Full Report for Listed Buildings
Summary Description of a Listed Buildings
Date of Designation
Date of Amendment
Name of Property
Church of St. Bartholomew
About 1200m north of Llanover village by the River Usk and on the west side of the minor road from Llanellen to Llanfair Kilgeddin.
Religious, Ritual and Funerary
The nave, could in origin, be Norman, as it has a south door with the possibility of a north door opposite, now included in the Perpendicular window which is placed rather oddly in the north wall. The nave seems likely to be older than the chancel which appears in origin to be early C14. The tower is probably early C16. The porch is an addition of 1750 (dated). The church had a minor Victorian restoration of unknown date and little has been changed since. The village school was held in the tower until 1835.

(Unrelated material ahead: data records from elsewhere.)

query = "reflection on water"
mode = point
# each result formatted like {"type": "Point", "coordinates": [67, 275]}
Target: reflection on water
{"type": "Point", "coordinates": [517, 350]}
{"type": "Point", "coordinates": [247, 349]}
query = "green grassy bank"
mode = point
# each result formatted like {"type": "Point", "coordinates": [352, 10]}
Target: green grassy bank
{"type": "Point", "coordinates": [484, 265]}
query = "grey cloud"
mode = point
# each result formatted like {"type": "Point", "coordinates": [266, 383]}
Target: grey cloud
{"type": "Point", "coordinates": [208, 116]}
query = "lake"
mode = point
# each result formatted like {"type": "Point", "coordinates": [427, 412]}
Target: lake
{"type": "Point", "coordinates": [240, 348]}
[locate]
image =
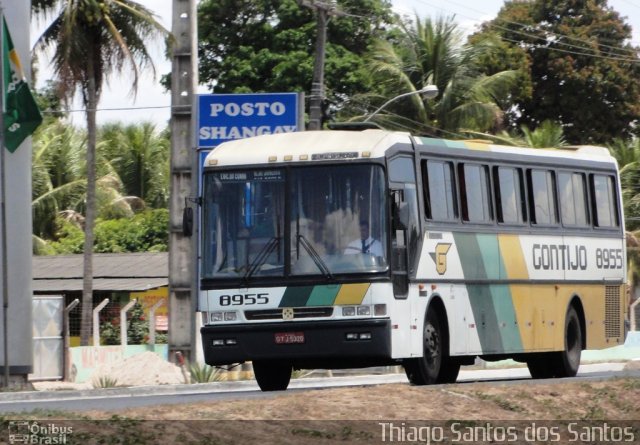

Built of red sandstone, mostly rubble, but each part of the church has a different treatment. The nave has cement render to the south wall and random rubble showing through remains of lime render to the north wall. The chancel has medieval roughly coursed rubble on the north wall and a Victorian squared rock faced south wall. The tower is carefully built of large coursed squared stone. Stone slate roofs to nave, chancel and porch with probably lead to the tower. Nave with south porch, lower chancel, tall west tower with stair turret to the north-west corner.
The south wall of the nave is in four unequal bays, porch, window, window, rood stair. The porch is wide and gabled with double oak gates and a curious timber segmental arch to the opening. Recessed panel in gable 'Erected 1750' and the names of the Churchwardens. The two windows are 3-light renewed late Perpendicular style i.e. probably late C16 in origin, with cinquefoil headed lights set into a flat-topped frame. The rood stair projection has a small window. The east gable wall is both wider and higher than the chancel, apex cross. The north wall has two similar windows almost as widely spaced as possible.
The chancel south wall is a Victorian rebuild or re-facing. It has a small priest's door with a 2-light trefoiled window to the right. The east window is an unrestored 3-light Perpendicular one with cinquefoiled lights under a 4-centred head. The north wall has a narrow blocked doorway and a single trefoiled lancet. The window is renewed, but these features are evidence of the early C14 origin of the chancel.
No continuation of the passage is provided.